Ma Ying-jeou, former chairman of the Chinese Kuomintang party, concluded his visit to the Chinese mainland on Friday, which experts said has shed light on the common culture and history shared by the two sides of the Taiwan Straits, brought people from both sides closer and encouraged more from Taiwan to trace their origins on the mainland.

Ma returned to Taiwan from Shanghai on Friday after a 12-day tour on mainland. It was the first time Ma set foot on the mainland.

Ma expressed confidence in resuming exchanges between the two sides of the Taiwan Straits, when he landed at an airport in Taoyuan, Taiwan on Friday.

Ma told reporters that "young people are our future, and the earlier we communicate and get to know each other, the lower the chances of conflicts in the future".

Ma said his visit to the mainland was the first step and he will invite mainland students to visit Taiwan.

Ma said that he has demonstrated through practical actions that by adhering to the 1992 Consensus, seeking common ground while respecting differences, and respecting each other, the island can establish common political foundations with the mainland.

"Resuming exchanges and dialogue as soon as possible benefits the interests of Taiwan people the most," he said.

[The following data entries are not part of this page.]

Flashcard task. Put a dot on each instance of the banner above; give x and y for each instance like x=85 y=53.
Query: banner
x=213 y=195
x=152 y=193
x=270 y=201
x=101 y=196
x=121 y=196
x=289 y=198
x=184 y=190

Ma also criticized the island's authorities for putting Taiwan at risk. "The future is the choice of peace or war. I will continue to work hard among the people to ensure a truly peaceful, prosperous and secure future for Taiwan," he said.

During the trip, he led a group of young people from Taiwan to visit many historic sites that embody common memories of the two sides, including the Sun Yat-sen Mausoleum and the Memorial Hall of the Victims in Nanjing Massacre by Japanese Invaders, in Nanjing, Jiangsu province.

The 72-year-old also paid his respects to his ancestors in Xiangtan, Hunan province, where his family originates. Standing in front of his grandfather's tomb, Ma read a eulogy to the deceased in a sobbing voice, with tears welling up in his eyes, which moved people from both sides.

During a visit to the original site of the university his parents attended in Chongqing, he was surprised to see a wedding photo of his parents on display and took a picture with it. He was also gifted a memorial album with an assortment of old photos and letters from his parents.

Bao Chengke, assistant director at the Institute for East Asian Studies in Shanghai, said: "It is a weighty gift, and the mainland has carefully prepared for this trip. The trip has brought people on both sides of the Straits closer," adding that people-to-people exchanges could help resolve the psychological confrontation between those on both sides in recent years, and arouse their common historical and cultural memories.

By visiting the historic sites, young people in Taiwan can see clearly that people from both sides of the Straits have fought together in modern Chinese history, and share common historical memories and emotional pursuits, Bao said.

"I believe that anyone from Taiwan will be moved when they see the site of the Sun Yat-sen Mausoleum that has been well preserved on the mainland under the leadership of the Communist Party of China," he added.

Bao said the common history between the two sides has been distorted or curtailed in textbooks in Taiwan, leading to ignorance of history among the younger generation, while the older generation tends to have a more blurred memory of history.

Historical memories could be aroused through this visit, and the experience also helped young people deepen their understanding of the mainland, he said, adding that the effect will leave a deep imprint in the hearts of those youth.

Bao said he believes Ma's trip will encourage more young Taiwan people to come to the mainland to explore their roots. "They will not only search for their ancestors, but also their sources of thought, history and emotion," he said.

During his meeting with mainland officials, Ma reaffirmed the 1992 Consensus and accurately stated that both sides of the Taiwan Straits belong to one China, a fact that many Taiwan politicians are unwilling to face or acknowledge, according to Bao.

"I really appreciated his political courage and foresight," Bao said about Ma, adding that though the trip was conducted as a personal one, Ma enjoys far-reaching political influence on the island.

The group also visited other cities including Wuhan, Hubei province, and Changsha, Hunan province.

Lee Wei-kuo, chairman of the Taipei-based Chinese Youth Trade Development Association, said the trip highlighted young people's important role in the future of both sides of the Straits. "Only by strengthening understanding can we further work together for the future. I believe that these students will share what they have seen and heard to more friends when they return to Taiwan," he said.

Lee said he believes Ma's visit to the mainland will encourage more Taiwan residents to visit the mainland, which will deepen connections between compatriots on both sides.

Lee, who came to the mainland in 2016 to seek employment opportunities and launched a company last year devoted to rural revitalization, said, "It is hoped that there will be more student exchange programs and robust cross-Straits economic and trade exchanges."

Ma's trip will mark a new beginning for all-around exchanges between the two sides, he said, adding that he is planning to organize students from Taiwan to visit and get internships in Guangdong province this summer.